Проводив взглядом убежавшую медичку, «начтыла» грустно вздохнул и спросил:

— А может быть она полячка?

— Моисей Авраамович! Ну какая полячка будет жить с таким именем и, главное, с таким отчеством!?

— Таки ваша правда, командир. — Согласился сержант — Имя, куда не шло, но батька явно из наших. На сколько, интересно, её гонора хватит?

Я сделал вид, что задумался:

— Дня на два.

— Нет, — убежденно ответил Абрамзон, — три дня, и не меньше. Впрочем, это не главное. Товарищ старший лейтенант, пожарные не отдают мотопомпу, а Заяц, который совсем не наш Заяц, а который милицией командует, вообще обещал меня посадить, если я еще раз в пождепо покажусь.

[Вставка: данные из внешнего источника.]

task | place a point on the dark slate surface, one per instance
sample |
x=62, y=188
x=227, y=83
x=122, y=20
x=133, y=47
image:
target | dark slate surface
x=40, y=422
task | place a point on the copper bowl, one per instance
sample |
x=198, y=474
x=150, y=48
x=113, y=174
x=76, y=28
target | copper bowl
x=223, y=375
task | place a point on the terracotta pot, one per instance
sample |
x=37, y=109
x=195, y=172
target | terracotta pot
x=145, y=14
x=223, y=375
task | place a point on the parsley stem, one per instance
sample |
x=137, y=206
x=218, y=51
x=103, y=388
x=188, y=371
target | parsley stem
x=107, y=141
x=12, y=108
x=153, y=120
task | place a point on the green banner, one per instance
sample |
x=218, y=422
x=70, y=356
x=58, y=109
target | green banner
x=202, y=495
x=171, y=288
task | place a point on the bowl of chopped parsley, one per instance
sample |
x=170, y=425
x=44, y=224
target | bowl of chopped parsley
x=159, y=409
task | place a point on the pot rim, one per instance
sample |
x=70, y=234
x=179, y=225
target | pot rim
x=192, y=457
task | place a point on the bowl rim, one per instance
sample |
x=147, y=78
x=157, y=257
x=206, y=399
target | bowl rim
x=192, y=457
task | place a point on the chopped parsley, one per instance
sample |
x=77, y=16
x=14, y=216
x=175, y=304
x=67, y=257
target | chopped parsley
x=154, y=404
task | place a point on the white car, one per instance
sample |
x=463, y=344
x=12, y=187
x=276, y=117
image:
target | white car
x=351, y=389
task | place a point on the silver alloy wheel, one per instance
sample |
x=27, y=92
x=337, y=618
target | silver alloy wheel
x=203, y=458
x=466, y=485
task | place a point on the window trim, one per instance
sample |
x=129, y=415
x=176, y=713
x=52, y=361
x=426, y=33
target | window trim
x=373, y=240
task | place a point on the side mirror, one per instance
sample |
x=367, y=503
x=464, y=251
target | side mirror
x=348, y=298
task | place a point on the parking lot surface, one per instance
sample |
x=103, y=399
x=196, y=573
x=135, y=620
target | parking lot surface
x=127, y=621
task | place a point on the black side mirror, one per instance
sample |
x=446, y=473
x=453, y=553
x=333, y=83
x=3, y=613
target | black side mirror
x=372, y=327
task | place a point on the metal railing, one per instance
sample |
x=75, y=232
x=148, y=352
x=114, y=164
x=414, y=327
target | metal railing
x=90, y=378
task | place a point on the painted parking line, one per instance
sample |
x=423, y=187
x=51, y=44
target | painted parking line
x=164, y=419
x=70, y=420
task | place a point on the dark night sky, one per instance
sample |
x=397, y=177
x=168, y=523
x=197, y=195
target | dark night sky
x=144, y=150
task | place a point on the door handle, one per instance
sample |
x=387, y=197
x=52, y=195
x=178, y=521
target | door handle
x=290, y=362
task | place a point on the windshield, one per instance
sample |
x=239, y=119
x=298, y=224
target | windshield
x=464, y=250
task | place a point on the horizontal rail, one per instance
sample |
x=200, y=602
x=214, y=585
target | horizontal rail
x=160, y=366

На мостах тем временем продолжалась обычная жизнь. Гудели паровозы, торопясь протащить длинные эшелоны в тыл, с тревогой всматривались зенитчики в июльское небо. Но пока было все спокойно, слишком многое поставили немцы на Смоленск, не было у них лишних самолетов, чтобы бомбить мосты на второстепенном участке. Но я со страхом посматривал на календарь, близился август, и следовательно уже вызревал нарыв тридцать пятого фашистского корпуса в районе Турова. Скоро, уже скоро начнется его наступление вдоль Припяти, а мы еще не готовы. Впрочем, мы никогда не были готовы. Товарищ старший сержант это подтвердила, рентгеновский аппарат ей, конечно, не дали. Оказывается, его уже вывезли. Но также не дали перевязочного материала, гипса, и вообще ничего не дали. Так что, к нашему изумлению, ей хватило одного раза, чтобы понять, что лучше старого еврея не справится никто. Командование Полесского укрепленного района нас не дергало, и все силы я бросил на обучение бойцов.